PA clan of proteases
Protein family
From Wikipedia, the free encyclopedia
The PA clan (Proteases of mixed nucleophile, superfamily A) is the largest group of proteases with common ancestry as identified by structural homology. Members have a chymotrypsin-like fold and similar proteolysis mechanisms but can have identity of <10%. The clan contains both cysteine and serine proteases (different nucleophiles).[1][2] PA clan proteases can be found in plants,[3] animals,[3] fungi,[3] eubacteria,[4] archaea[5][6] and viruses.[2]

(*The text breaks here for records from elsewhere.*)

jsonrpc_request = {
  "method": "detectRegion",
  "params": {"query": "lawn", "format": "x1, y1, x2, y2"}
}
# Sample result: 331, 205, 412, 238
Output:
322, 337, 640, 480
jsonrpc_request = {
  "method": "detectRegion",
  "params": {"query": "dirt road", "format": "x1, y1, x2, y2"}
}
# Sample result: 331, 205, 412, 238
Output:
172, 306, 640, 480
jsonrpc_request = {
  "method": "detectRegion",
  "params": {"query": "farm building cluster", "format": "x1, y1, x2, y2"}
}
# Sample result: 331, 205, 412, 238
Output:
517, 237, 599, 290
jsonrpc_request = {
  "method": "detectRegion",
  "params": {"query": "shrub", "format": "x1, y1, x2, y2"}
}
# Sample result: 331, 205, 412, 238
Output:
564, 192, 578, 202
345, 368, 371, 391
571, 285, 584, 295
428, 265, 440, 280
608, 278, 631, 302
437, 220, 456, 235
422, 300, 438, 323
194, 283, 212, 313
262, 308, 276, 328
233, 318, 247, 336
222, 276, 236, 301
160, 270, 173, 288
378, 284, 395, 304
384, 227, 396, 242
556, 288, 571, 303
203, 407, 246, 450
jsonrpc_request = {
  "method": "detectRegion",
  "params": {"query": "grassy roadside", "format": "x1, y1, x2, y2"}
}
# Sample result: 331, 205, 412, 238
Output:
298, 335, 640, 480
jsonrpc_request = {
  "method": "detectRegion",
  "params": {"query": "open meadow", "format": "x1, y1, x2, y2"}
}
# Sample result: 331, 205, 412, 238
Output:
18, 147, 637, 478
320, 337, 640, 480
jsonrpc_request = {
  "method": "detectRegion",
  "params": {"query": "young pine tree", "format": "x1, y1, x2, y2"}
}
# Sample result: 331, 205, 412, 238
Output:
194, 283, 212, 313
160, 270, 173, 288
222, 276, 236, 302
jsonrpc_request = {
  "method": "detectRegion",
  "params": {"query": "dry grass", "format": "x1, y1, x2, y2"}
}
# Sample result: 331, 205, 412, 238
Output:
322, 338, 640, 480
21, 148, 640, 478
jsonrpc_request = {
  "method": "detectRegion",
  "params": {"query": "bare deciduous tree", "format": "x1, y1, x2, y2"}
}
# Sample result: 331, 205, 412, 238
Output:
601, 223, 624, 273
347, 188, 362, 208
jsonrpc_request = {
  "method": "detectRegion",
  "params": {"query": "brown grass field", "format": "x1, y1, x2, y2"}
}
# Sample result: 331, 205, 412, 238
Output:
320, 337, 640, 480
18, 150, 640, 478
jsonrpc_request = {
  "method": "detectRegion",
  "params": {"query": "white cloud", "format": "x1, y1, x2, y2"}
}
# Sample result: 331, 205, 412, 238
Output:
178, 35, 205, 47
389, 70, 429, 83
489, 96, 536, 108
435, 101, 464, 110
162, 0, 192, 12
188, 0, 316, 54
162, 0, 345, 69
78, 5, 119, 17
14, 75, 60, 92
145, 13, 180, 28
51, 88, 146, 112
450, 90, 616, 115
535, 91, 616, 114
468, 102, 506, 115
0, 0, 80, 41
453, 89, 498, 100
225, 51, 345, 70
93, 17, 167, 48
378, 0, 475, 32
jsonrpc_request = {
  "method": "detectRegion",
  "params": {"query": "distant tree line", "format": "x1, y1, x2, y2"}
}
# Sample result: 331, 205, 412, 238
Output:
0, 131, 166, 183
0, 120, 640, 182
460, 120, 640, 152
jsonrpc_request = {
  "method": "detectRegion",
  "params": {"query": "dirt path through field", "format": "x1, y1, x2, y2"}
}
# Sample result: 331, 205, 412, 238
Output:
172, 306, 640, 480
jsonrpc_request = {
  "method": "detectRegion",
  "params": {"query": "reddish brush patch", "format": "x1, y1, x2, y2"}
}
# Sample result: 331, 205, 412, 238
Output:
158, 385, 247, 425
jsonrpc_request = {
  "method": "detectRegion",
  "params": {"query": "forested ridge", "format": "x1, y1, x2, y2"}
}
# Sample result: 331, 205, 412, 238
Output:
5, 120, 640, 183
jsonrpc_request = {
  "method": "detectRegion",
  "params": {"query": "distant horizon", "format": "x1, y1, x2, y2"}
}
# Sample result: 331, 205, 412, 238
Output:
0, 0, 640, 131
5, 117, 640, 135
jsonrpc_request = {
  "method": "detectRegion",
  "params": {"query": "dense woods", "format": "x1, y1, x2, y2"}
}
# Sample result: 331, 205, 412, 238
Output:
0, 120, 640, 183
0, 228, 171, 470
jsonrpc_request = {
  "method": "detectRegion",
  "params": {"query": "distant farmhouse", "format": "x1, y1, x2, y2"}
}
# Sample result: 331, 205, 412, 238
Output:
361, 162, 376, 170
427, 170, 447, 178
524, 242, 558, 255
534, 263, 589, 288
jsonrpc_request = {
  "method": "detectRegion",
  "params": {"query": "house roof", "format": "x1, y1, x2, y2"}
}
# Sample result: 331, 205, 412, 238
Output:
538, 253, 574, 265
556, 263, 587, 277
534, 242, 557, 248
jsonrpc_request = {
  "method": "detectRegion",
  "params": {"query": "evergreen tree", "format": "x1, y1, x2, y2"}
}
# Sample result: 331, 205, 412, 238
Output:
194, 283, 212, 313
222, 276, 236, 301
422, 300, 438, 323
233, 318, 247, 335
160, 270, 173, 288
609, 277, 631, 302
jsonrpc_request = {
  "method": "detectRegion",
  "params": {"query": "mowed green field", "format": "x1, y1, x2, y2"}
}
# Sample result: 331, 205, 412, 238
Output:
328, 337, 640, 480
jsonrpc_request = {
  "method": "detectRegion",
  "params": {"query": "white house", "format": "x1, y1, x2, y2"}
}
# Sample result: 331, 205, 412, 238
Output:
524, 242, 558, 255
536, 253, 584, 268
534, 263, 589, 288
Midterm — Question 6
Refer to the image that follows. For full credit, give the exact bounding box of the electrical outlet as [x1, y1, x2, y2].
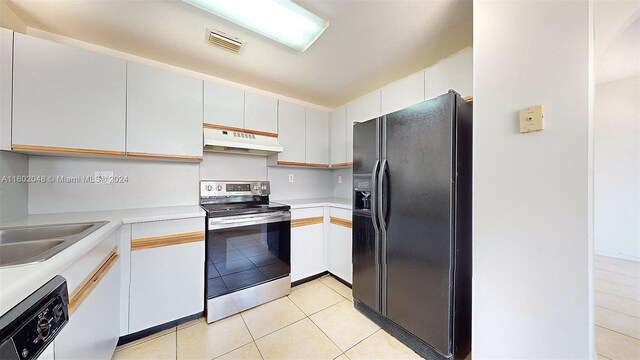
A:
[94, 170, 113, 184]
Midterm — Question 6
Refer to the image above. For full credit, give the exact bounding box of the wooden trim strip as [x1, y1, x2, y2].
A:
[69, 247, 118, 316]
[291, 216, 324, 228]
[203, 123, 278, 137]
[127, 152, 202, 161]
[278, 161, 329, 168]
[11, 144, 125, 156]
[329, 216, 351, 229]
[131, 231, 204, 251]
[331, 162, 353, 167]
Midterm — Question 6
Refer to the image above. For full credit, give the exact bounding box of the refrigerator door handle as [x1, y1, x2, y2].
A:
[376, 159, 387, 232]
[371, 160, 380, 232]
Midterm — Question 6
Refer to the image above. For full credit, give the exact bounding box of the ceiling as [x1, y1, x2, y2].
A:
[594, 0, 640, 83]
[3, 0, 473, 108]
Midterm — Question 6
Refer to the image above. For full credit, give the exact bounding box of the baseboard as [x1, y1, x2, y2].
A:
[594, 251, 640, 262]
[291, 271, 329, 287]
[353, 299, 453, 360]
[329, 272, 352, 289]
[117, 311, 204, 346]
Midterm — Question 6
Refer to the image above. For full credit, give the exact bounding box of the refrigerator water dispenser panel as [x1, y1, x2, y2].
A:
[353, 177, 371, 211]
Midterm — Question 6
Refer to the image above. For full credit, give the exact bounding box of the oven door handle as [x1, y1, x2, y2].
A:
[209, 211, 291, 230]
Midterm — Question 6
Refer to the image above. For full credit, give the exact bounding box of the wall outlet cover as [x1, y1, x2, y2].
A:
[520, 105, 544, 133]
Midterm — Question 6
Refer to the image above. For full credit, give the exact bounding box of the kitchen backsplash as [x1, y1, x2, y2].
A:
[21, 152, 344, 217]
[267, 167, 333, 200]
[0, 151, 29, 219]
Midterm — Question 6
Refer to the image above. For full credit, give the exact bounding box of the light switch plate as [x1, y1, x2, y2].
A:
[520, 105, 544, 133]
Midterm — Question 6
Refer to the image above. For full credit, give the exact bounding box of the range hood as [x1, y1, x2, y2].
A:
[204, 129, 282, 156]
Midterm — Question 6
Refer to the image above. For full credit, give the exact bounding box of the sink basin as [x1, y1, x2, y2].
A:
[0, 221, 107, 267]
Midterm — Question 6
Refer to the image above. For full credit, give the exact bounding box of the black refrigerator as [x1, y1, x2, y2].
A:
[352, 91, 472, 359]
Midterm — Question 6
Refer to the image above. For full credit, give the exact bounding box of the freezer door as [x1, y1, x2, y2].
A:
[379, 94, 455, 356]
[353, 119, 380, 175]
[352, 119, 381, 312]
[352, 213, 380, 312]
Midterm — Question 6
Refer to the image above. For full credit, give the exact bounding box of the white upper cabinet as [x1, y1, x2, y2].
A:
[330, 106, 347, 165]
[305, 108, 329, 166]
[204, 81, 244, 129]
[244, 92, 278, 136]
[381, 71, 424, 114]
[277, 101, 306, 165]
[424, 48, 473, 100]
[127, 63, 203, 160]
[347, 90, 380, 162]
[11, 33, 125, 156]
[0, 28, 13, 151]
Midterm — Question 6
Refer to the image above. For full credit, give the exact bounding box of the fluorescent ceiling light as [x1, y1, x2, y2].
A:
[183, 0, 329, 51]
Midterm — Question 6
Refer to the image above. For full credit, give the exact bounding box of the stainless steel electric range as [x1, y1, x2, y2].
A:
[200, 180, 291, 322]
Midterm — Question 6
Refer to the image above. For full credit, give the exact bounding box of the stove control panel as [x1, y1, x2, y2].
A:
[200, 180, 271, 198]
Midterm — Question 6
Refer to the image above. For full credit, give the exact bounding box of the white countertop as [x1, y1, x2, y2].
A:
[0, 205, 206, 315]
[272, 198, 351, 210]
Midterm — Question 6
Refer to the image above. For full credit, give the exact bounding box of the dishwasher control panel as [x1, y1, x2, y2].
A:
[0, 276, 69, 360]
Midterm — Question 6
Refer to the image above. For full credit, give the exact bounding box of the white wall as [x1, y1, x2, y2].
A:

The common use of the catalytic triad for hydrolysis by multiple clans of proteases, including the PA clan, represents an example of convergent evolution.[7] The differences in the catalytic triad within the PA clan is also an example of divergent evolution of active sites in enzymes.[2]
History
In the 1960s, the sequence similarity of several proteases indicated that they were evolutionarily related.[8] These were grouped into the chymotrypsin-like serine proteases[9] (now called the S1 family). As the structures of these, and other proteases were solved by X-ray crystallography in the 1970s and 80s, it was noticed that several viral proteases such as Tobacco Etch Virus protease showed structural homology despite no discernible sequence similarity and even a different nucleophile.[2][10][11] Based on structural homology, a superfamily was defined and later named the PA clan (by the MEROPS classification system). As more structures are solved, more protease families have been added to the PA clan superfamily.[12][13]
Etymology
The P refers to Proteases of mixed nucleophile. The A indicates that it was the first such clan to be identified (there also exist the PB, PC, PD and PE clans).[1]
Structure
Despite retaining as little as 10% sequence identity, PA clan members isolated from viruses, prokaryotes and eukaryotes show structural homology and can be aligned by structural similarity (e.g. with DALI).[3]
Double β-barrel
PA clan proteases all share a core motif of two β-barrels with covalent catalysis performed by an acid-histidine-nucleophile catalytic triad motif. The barrels are arranged perpendicularly beside each other with hydrophobic residues holding them together as the core scaffold for the enzyme. The triad residues are split between the two barrels so that catalysis takes place at their interface.[14]
Viral protease loop
In addition to the double β-barrel core, some viral proteases (such as TEV protease) have a long, flexible C-terminal loop that forms a lid that completely covers the substrate and create a binding tunnel. This tunnel contains a set of tight binding pockets such that each side chain of the substrate peptide (P6 to P1’) is bound in a complementary site (S6 to S1’) and specificity is endowed by the large contact area between enzyme and substrate.[11] Conversely, cellular proteases that lack this loop, such as trypsin have broader specificity.
Evolution and function
Catalytic activity
Structural homology indicates that the PA clan members are descended from a common ancestor of the same fold. Although PA clan proteases use a catalytic triad perform 2-step nucleophilic catalysis,[7] some families use serine as the nucleophile whereas others use cysteine.[2] The superfamily is therefore an extreme example of divergent enzyme evolution since during evolutionary history, the core catalytic residue of the enzyme has switched in different families.[15] In addition to their structural similarity, directed evolution has been shown to be able to convert a cysteine protease into an active serine protease.[16] All cellular PA clan proteases are serine proteases, however there are both serine and cysteine protease families of viral proteases.[7] The majority are endopeptidases, with the exception being the S46 family of exopeptidases.[17][18]
Biological role and substrate specificity
In addition to divergence in their core catalytic machinery, the PA clan proteases also show wide divergent evolution in function. Members of the PA clan can be found in eukaryotes, prokaryotes and viruses and encompass a wide range of functions. In mammals, some are involved in blood clotting (e.g. thrombin) and so have high substrate specificity as well as digestion (e.g. trypsin) with broad substrate specificity. Several snake venoms are also PA clan proteases, such as pit viper haemotoxin and interfere with the victim's blood clotting cascade. Additionally, bacteria such as Staphylococcus aureus secrete exfoliative toxin which digest and damage the host's tissues. Many viruses express their genome as a single, massive polyprotein and use a PA clan protease to cleave this into functional units (e.g. polio, norovirus, and TEV proteases).[19][20]
There are also several pseudoenzymes in the superfamily, where the catalytic triad residues have been mutated and so function as binding proteins.[21] For example, the heparin-binding protein Azurocidin has a glycine in place of the nucleophile and a serine in place of the histidine.[22]
Families
Within the PA clan (P=proteases of mixed nucleophiles), families are designated by their catalytic nucleophile (C=cysteine proteases, S=serine proteases). Despite the lack of sequence homology for the PA clan as a whole, individual families within it can be identified by sequence similarity.